If a line (-9,7) is marked by e which is a ratio of 1/4 then where is e on the line?
My answer is -7
To find the point on the line represented by the ratio 1/4, you can use the formula:
P = A + r(B - A)
where P is the desired point, A is one point on the line, B is another point on the line, and r is the ratio.
In this case, the point A is given as (-9,7). To find point B, we need to use the given ratio of 1/4. This means that the line segment between A and B is divided into four equal parts, with e representing the first part. Therefore, the ratio r for point e is 1/4.
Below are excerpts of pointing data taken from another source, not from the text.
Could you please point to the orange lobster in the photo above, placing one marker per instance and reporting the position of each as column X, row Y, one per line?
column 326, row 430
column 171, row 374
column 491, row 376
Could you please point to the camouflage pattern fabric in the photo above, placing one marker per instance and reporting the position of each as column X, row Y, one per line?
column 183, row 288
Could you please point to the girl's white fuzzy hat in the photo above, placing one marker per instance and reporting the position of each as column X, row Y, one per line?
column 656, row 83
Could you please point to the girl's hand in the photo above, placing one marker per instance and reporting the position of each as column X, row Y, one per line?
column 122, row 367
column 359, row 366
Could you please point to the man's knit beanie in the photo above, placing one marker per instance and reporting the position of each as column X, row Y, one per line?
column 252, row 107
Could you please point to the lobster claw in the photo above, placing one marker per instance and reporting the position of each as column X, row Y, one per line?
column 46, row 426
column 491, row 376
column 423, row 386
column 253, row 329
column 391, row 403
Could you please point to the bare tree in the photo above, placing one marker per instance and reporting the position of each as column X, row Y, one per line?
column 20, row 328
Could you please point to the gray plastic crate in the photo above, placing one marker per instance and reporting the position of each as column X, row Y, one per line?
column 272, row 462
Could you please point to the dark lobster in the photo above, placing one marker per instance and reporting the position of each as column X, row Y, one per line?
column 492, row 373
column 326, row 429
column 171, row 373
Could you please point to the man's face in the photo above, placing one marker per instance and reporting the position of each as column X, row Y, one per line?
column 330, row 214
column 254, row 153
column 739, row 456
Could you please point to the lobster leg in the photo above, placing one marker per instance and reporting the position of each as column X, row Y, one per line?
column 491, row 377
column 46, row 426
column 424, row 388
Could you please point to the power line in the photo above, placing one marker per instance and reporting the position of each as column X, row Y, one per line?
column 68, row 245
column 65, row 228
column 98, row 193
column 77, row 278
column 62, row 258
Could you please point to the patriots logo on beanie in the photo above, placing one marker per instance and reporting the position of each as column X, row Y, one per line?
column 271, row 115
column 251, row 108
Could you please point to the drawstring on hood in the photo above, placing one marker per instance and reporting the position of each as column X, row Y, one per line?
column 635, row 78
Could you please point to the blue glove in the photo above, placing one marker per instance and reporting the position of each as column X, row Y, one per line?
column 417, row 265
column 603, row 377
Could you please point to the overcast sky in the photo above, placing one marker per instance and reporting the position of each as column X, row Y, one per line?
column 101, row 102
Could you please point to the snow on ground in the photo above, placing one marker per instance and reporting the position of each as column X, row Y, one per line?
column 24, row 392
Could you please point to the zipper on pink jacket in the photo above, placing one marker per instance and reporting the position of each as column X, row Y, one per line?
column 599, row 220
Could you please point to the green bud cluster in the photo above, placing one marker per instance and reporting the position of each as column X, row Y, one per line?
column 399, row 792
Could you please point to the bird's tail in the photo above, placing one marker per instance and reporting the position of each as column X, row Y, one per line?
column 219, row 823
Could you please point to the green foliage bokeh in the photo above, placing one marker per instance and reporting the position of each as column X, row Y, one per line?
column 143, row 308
Next, we need to find B. Since we know that the line segment is divided into four equal parts, we can find B by finding the four times the difference between A and B:
B = A + 4(B - A)
Simplifying the equation, we get:
B = 4A - 3B
Rearranging the equation to solve for B, we have:
4B = 4A + 3B
Combining like terms, we get:
B = 7A
Substituting the value of A as (-9,7), we have:
B = 7(-9,7) = (-63, 49)
Now, we can find the point e by plugging in the values of A, B, and the ratio r into the formula:
e = A + r(B - A)
e = (-9,7) + (1/4)((-63, 49) - (-9,7))
Simplifying the equation, we have:
e = (-9,7) + (1/4)(-54, 42)
e = (-9,7) + (-13.5, 10.5)
Adding the coordinates, we get:
e = (-9 - 13.5, 7 + 10.5)
e = (-22.5, 17.5)
Therefore, the point e on the line is (-22.5, 17.5), not -7 as you previously suggested.